A relação com os países vizinhos não deve ser prejudicada pelas divergências ideológicas com o presidente Lula (PT), segundo interlocutores. Para eles, os interesses em parcerias e na manutenção de uma relação comercial com o Brasil devem prevalecer.
Embora as relações do Brasil com cada governo devam ser preservadas, a crescente da ultradireita no continente deve afetar ações coletivas como na esfera do Mercosul, da Celac (Comunidade de Estados Latino-Americanos e Caribenhos) e da reconstituição da Unasul (União de Nações Sul-Americanas) —dois blocos de diálogo político entre os países sul-americanos.

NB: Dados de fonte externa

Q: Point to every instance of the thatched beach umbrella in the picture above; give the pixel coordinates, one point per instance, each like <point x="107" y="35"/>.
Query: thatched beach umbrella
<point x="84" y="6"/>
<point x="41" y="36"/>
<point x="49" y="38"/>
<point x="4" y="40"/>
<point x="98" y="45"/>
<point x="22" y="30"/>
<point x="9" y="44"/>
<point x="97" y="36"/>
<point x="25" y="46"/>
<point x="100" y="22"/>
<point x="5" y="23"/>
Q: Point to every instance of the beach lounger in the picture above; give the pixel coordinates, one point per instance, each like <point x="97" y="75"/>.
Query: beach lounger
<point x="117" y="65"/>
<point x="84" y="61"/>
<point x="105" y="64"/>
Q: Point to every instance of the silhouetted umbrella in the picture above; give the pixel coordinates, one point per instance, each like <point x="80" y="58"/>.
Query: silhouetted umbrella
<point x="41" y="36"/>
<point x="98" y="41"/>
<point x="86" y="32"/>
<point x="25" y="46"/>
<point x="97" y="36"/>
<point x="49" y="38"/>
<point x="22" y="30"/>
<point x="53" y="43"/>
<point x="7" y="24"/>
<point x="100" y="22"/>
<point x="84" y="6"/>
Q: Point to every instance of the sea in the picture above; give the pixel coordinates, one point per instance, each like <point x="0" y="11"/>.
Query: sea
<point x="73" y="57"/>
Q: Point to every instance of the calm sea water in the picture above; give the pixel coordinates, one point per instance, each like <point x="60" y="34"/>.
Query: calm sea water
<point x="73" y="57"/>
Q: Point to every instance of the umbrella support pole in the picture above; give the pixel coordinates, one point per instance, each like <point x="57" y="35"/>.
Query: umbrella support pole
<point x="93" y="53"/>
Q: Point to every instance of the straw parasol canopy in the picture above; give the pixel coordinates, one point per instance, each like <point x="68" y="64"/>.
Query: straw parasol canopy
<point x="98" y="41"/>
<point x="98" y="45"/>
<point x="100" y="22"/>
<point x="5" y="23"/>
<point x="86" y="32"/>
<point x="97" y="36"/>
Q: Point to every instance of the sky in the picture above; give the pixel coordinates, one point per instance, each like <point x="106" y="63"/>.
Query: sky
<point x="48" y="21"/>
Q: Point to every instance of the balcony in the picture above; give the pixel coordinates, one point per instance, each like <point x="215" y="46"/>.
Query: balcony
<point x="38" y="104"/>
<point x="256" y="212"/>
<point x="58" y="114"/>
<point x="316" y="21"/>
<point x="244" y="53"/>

Caso Lula se reeleja na disputa pela Presidência deste ano, setores do Planalto observam que a integração regional do Brasil com a América Latina pode ser um novo desafio em vista, frente a um ambiente mais rodeado por governos simpáticos à direita.
Por outro lado, há interesses que devem se manter preservados na relação dos vizinhos com o Brasil, como a cooperação com os setores energéticos e de gás, além do interesse no comércio transatlântico.